OS: The SRTE website answers this question vaguely; can professors offer incentives for participation?
Bowen: “We don’t encourage faculty to offer incentives. Additionally, there are no ways to offer incentives since professors have no way to see who completes the forms.” Now that the forms are online, faculty don’t even have the opportunity to reward students for showing up to class on the day of the SRTE.
OS: How has the transition to online SRTE forms affected participation?
Bowen: “Participation has been a little lower, but not as low as you might think.” Dr. Bowen directed me to a 2010 report by the Senate Committee on Faculty Affairs addressing the participation of forms, addressed two possible concerns about transitioning SRTE forms online.
1) A possible decrease in response rates which could undermine confidence in the results obtained; and, 2) a possible bias in the outcome due to the change in the population of the students providing responses. In addressing these concerns, the report found that; ” Examination of the results obtained thus far via the online SRTE Project suggests that while the second concern may not be warranted, the first concern seems justified. Both the decrease in response rates and absolute rate itself are problematic.
OS: Do professors believe that the system is an accurate way to gauge performance?
Bowen: “Most proffessors feel that the system is accurate. There are multiple ways that performance is gauged, and SRTE’s are just one part.” Dr. Bowen emphasized the importance of written comments and other evaluation methods as numbers alone may not tell the whole story.
OS:What feedback have you heard from faculty about outside evaluation websites such as ratemyprofessor.com?
Bowen: “Most believe that the ratings on these sites fall under two categories; students who love the professor and those who hate the professor, without much middle ground. Whereas on the SRTE results there tends to be a much more diverse and scattered data set.”
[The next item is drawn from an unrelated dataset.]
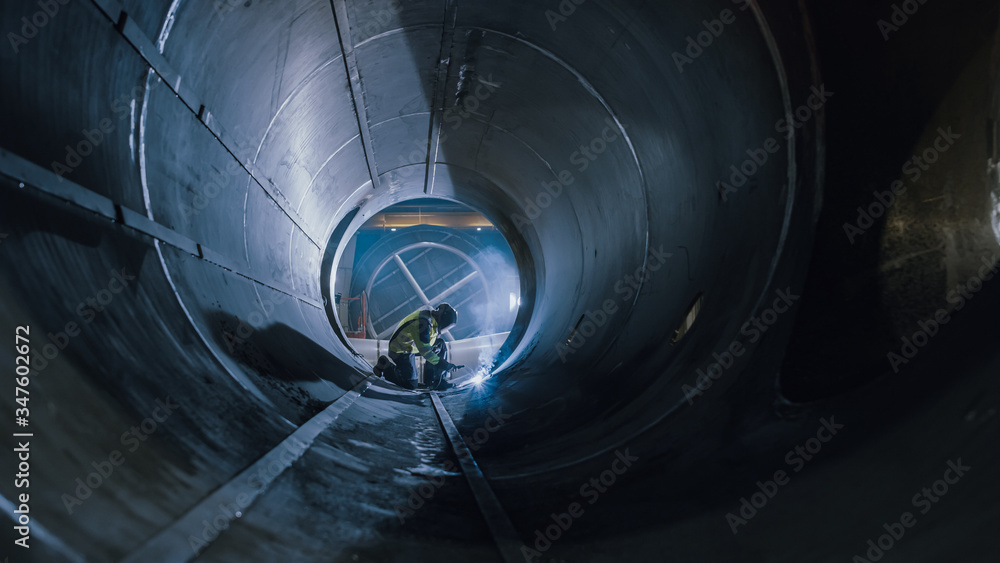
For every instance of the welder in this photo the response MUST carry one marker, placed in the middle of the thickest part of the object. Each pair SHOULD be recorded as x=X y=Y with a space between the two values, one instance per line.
x=419 y=333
OS: Would you consider making the SRTE results available to students who are registering for classes?
Bowen: “This would not be a good idea because the decisions impact promotion, tenure consideration, salary increases, and is a personal decision that is a private matter. The idea has been discussed, but there hasn’t been much movement.”
As you enter the final weeks of the semester and are asked to submit your SRTE scores, remember that they represent a key evaluative measure in ensuring the quality of Penn State University’s faculty, so if you do decide to take them, remember to be honest and fair.